The statute seems to be written in terms of the knowledge of the citizen that the officer is making an arrest, rather than the officer's knowledge in chasing. Be that as it may, the requirement of there being an arrest contemplated but uneffectuated due to flight or an actual arrest being made is a fail-safe against the police conjuring up a reason to support an arrest for some reason other than why a chase was instigated. Even if the officer in the case at bar was only intending to issue a warning about the lights, once the defendant sped, the officer would have been justified in making a subsequent arrest for speeding. Footnote 4 on page 577 of State v. Long, 802 S.W.2d at 577, although dicta, supports the proposition that during flight some conduct might come to the attention of the officer that could lead to an arrest. That did not occur here, for there was no arrest or citation for speeding. The same hold true for a failure to dim the lights. This woman was never arrested for or charged with the ordinance violation described in the verdict director. The state could have made a closer case had the underlying charge and the instruction here been for driving with a suspended license. That would squarely place the question before the court whether the underlying charge in a resisting case could be based on the state of mind of the citizen, *754 and not based on the officers intent to pursue and make an arrest.

NOTES

[1] All statutory references are to Revised Missouri Statutes 1986, unless otherwise stated.

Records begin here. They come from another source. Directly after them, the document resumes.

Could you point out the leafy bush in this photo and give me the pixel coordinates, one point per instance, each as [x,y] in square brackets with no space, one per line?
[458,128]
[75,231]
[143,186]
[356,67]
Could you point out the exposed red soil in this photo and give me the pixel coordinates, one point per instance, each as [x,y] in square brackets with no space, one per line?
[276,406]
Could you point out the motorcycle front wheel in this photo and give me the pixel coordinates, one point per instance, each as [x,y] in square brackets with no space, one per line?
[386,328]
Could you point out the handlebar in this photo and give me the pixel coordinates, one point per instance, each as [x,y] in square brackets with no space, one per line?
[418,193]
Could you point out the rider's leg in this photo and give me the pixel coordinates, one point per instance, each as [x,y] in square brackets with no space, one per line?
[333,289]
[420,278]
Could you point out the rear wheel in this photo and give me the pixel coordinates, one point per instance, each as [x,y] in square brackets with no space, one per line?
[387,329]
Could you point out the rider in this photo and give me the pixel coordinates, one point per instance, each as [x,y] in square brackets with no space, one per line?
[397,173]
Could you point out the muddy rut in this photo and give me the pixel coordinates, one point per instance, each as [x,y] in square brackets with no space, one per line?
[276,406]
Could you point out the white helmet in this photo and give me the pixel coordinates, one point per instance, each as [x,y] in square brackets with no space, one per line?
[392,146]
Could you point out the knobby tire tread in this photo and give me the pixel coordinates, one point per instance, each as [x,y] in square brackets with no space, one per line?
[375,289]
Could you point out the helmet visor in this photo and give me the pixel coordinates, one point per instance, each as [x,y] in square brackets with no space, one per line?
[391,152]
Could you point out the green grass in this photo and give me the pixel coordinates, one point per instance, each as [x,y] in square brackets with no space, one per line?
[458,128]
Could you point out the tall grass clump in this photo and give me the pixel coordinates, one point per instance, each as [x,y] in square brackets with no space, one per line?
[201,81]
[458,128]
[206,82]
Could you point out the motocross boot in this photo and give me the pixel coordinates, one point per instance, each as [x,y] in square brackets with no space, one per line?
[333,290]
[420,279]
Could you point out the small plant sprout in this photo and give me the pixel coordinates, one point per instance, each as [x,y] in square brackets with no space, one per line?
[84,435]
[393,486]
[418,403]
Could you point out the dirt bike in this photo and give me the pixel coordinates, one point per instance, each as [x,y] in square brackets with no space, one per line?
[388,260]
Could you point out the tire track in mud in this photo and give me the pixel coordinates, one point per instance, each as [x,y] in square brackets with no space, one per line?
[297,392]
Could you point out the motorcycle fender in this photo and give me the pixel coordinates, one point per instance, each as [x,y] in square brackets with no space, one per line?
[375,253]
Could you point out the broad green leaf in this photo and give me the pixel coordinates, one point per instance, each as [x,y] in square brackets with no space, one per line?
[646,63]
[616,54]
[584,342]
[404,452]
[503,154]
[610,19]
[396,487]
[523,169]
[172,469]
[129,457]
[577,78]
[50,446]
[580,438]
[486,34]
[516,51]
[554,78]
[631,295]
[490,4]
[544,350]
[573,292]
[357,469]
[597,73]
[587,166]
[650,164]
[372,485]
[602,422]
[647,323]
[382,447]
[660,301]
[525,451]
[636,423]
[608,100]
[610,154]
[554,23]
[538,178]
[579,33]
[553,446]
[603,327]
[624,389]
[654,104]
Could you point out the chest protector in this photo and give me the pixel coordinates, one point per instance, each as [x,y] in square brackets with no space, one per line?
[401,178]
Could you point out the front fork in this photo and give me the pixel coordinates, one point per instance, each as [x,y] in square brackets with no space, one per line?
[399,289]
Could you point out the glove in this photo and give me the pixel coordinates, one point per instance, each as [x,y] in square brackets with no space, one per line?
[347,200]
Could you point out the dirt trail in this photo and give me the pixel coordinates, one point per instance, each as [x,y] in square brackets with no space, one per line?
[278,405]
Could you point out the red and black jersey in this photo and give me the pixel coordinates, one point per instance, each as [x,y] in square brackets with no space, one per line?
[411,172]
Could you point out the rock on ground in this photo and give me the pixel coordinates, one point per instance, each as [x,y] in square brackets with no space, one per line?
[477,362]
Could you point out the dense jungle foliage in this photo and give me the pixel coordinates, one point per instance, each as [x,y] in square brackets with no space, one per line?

[2] Although the manslaughter and resisting arrest charges were tried jointly, the record does not reflect the disposition of the manslaughter charge and no issue related to that charge is presented on this appeal. Dossett received a sentence of 90 days in jail and a fine of $100 for driving while her driving privileges were suspended but that conviction is not a part of this appeal.

[3] This case further illustrates the extreme danger present during high speed chases and the tragic consequences which can follow from such occurrence.